1) Legitimizing J Street would anger the right wing base in Israel supporting the Netanyahu government. After finally consolidating a constituency in the wake of the Obama settlement fiasco, Netanyahu would be foolish to give that up. And even moderate Israelis are not huge fans of either J Street or the Obama administration.
2) On balance, Oren's attendance would probably be seen as more negative than positive in the American Jewish community. As influential as J Street may be politically, AIPAC, the Conference of Presidents, the ZOA, and other groups still represent a huge constituency in the U.S. Traditional right-wing support for Israel is especially critical to Netanyahu now as he fights a crusade against the fallout from the Goldstone report in the international community. At a time when J Street has more influence over the administration than the ZOA, reassurance and support of these traditional groups from the Israeli government is important.
3) All other considerations aside, J Street represents an organization which, while not anti-Israel, stands against several policies of the current Israeli government. Just as an American ambassador for President Obama would be highly unlikely to speak for an "Israelis for Overturning Roe v. Wade" conference, it is not at all unreasonable that the Israeli government would avoid an organization which very publicly opposes its policies.

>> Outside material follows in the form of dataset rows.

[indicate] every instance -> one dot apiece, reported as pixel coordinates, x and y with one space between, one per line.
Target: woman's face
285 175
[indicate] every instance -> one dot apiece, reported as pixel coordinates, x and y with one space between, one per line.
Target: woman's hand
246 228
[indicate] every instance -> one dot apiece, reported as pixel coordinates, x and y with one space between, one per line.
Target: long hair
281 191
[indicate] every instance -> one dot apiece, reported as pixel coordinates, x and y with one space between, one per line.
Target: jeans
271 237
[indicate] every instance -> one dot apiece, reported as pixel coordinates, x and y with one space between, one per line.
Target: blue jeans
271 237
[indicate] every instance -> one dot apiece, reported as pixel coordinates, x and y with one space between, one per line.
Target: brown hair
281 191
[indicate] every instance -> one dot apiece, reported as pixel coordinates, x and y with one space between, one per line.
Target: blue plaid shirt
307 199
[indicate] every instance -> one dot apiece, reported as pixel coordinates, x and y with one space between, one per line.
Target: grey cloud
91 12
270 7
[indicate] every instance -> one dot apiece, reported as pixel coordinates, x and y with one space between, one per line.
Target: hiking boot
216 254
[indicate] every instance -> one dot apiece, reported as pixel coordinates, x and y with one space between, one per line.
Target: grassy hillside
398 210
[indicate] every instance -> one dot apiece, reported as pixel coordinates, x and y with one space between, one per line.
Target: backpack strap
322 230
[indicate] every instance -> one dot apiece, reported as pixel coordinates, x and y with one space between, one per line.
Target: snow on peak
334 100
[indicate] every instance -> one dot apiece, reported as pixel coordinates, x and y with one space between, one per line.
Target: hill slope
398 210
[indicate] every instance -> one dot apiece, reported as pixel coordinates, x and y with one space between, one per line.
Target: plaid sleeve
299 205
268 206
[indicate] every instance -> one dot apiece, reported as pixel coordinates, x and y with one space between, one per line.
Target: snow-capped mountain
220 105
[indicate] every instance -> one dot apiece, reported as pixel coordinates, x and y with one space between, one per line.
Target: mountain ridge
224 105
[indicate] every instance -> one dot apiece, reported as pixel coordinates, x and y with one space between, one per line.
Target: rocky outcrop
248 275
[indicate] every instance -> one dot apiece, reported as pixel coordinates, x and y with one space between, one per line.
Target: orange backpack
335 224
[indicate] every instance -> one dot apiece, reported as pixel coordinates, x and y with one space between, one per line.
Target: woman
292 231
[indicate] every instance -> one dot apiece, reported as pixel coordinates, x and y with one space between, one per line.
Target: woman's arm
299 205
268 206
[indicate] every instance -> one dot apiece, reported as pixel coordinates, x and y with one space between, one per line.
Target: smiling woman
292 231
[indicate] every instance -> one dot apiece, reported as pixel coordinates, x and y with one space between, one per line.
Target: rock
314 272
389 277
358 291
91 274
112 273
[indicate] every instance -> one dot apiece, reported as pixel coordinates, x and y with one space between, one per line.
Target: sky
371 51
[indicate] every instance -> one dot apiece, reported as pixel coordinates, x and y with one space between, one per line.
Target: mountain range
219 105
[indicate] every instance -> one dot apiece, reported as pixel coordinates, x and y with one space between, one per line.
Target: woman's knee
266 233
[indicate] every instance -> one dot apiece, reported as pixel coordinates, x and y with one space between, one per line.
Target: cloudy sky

Unfortunately, there's a difference between knowing why the decision is a good one and knowing the actual factors that went into making it. While I can speculate that #3 accounted for the vast majority of the ultimate decision, insight into the Israeli decision-making process is hard to come by these days (though evidently would-be spies for the Mossad are not). It would also be interesting to see if Oren would have gone but was held back by the government (he has appeared at several Arab and Muslim events in the DC area). Regardless, this is likely to be only the opening round of a long battle between J Street and the Netanyahu administration, and one which is likely to have a significant, and positive, effect on the US-Israel relationship.
And all of this will not detract from the fact that the J Street conference this weekend will be an important and historic event which is likely lend an unprecedented voice to those who believe in moderate and pragmatic solutions to the Israeli-Arab conflict. I, for one, will see you there.